Here in Northern California, where the nation’s supply of globe artichokes is grown, harvested thistles are always piled high at market stands. The plants also grace many front yards, where some home gardeners let some of the blossoms mature in the early months of summer in order to enjoy the electric-violet color of the hairy choke. Seeing them in yards always reminds us of Kimber Simpkins’s artichoke story in our Summer 2009 issue in which she admits to liking to let her own artichoke flowers mature. She also like to cook with the thistles, and she gives recipes for four different preparations for artichokes.
How to Prep a Globe Artichoke
On a visit to the daily farmers’ market in Padua, Italy, in September 2019, Edible East Bay publisher/editor watched expert vendors carve up artichokes at a rate of about one per minute. All those lucky customers could pop the pared thistles right into a cook pot at home. Unfortunately, we don’t find them thus prepared here in the East Bay, but if you follow these instructions from Edible Ojai & Ventura County often enough, you may get to be a real pro at it like the Italians are.
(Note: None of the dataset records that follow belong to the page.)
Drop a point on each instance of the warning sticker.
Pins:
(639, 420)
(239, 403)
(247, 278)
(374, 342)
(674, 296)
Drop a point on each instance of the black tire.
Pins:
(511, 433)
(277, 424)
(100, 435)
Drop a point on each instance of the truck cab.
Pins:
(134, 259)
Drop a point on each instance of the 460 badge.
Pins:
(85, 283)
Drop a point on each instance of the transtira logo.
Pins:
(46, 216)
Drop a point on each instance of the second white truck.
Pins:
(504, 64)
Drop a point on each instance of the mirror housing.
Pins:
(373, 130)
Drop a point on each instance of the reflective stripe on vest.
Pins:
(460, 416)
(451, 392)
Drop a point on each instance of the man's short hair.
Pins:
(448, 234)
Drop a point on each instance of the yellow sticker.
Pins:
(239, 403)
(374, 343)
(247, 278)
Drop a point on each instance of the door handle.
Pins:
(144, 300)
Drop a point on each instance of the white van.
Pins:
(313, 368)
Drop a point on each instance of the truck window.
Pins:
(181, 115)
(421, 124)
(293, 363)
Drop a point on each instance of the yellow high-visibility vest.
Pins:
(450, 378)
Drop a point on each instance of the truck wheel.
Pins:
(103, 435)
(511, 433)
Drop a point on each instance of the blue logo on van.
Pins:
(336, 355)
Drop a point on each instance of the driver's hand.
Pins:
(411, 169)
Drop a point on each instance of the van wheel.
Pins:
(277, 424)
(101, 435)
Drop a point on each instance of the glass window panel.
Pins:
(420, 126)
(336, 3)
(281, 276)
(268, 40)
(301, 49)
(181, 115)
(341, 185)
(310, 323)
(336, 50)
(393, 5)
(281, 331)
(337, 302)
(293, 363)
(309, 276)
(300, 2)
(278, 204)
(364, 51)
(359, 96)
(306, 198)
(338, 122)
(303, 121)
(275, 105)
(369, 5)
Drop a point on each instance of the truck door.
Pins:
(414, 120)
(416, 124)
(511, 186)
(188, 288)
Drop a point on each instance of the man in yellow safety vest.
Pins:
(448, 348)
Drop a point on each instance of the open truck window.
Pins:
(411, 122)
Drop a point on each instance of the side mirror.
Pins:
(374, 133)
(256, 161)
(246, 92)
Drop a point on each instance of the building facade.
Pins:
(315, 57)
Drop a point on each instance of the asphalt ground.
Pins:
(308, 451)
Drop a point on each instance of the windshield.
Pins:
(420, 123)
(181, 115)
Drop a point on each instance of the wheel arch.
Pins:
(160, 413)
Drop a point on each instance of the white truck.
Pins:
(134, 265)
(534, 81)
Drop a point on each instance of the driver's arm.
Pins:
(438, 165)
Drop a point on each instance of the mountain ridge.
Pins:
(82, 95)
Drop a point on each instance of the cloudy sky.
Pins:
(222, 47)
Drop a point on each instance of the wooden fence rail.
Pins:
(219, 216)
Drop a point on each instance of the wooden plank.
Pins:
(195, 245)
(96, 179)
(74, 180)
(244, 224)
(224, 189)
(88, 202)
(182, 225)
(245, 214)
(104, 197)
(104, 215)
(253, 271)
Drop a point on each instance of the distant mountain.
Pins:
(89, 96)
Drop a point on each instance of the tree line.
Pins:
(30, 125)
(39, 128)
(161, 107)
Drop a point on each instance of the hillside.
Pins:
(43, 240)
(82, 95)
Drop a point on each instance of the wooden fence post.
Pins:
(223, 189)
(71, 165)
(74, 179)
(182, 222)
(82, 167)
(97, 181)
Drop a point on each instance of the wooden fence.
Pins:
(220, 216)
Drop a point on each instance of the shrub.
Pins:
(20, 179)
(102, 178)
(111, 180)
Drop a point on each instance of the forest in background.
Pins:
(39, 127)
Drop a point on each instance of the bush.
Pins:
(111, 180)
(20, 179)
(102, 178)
Where Do Baby Artichokes Come From?
A baby artichoke is literally just that—an artichoke picked when it’s still small enough that it has no choke, the hairy unformed center of the flower. That center turns purple, just like a wild thistle, when it blooms and then white and fluffy when its seeds emerge to be spread by the wind. An artichoke seed drifting by when seen out of the corner of your eye is easily mistaken for a fairy. On your dinner plate, the choke is far less romantic and can taste like a small amount of soggy fur. Once you have pulled all the leaves off an artichoke, you can avoid this unpleasantness by cutting the soft surface leaves and fuzzy choke center off the top of the heart using the edge of a spoon or a knife.